Mortgage may not be reformed or modified once it has been foreclosed

In OneWest Bank v Jaunese, the Michigan Court of Appeals held in an unpublished opinion that once a mortgagee has foreclosed a mortgage by advertisement and the redemption period has expired, that mortgage cannot be reformed.

The mortgage was intended to cover a parcel of land containing 106 acres but, due to an error in the legal description, only described a parcel containing 2.5 acres.  The mortgagors defaulted, the assignee of the mortgage foreclosed, and the redemption period expired without the property (the 2.5 acre parcel) being redeemed.  After the redemption period expired, the assignee recorded an affidavit to expunge the sheriff’s sale and filed suit seeking to reform the mortgage to correct the legal description.

The Court of Appeals held that, once the mortgage was foreclosed and the redemption period expired, the mortgagee no longer had standing to challenge the mortgage, reasoning from prior opinions of the Michigan Supreme Court that a mortgagor could not challenge a mortgage foreclosure after the redemption period expired:  if the mortgagor could not revive the mortgage after the redemption period, neither could the mortgagee.

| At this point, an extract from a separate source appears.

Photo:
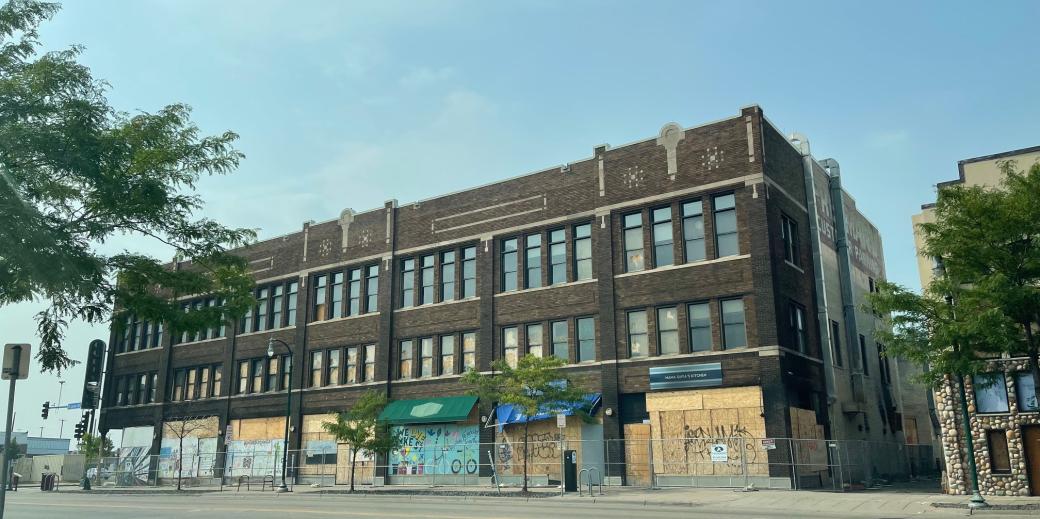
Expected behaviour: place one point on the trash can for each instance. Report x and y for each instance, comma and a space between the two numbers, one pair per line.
570, 471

In a footnote, the court cast strong doubt on the ability of a mortgagee to set aside a sheriff’s sale by the mere recording of an affidavit to expunge the sale, pointing out that sales can only be set aside by a court based upon fraud, mistake, or other irregularity in the sale proceedings.  However, because the redemption period had already expired when the affidavit was recorded, the court did not have to decide the issue.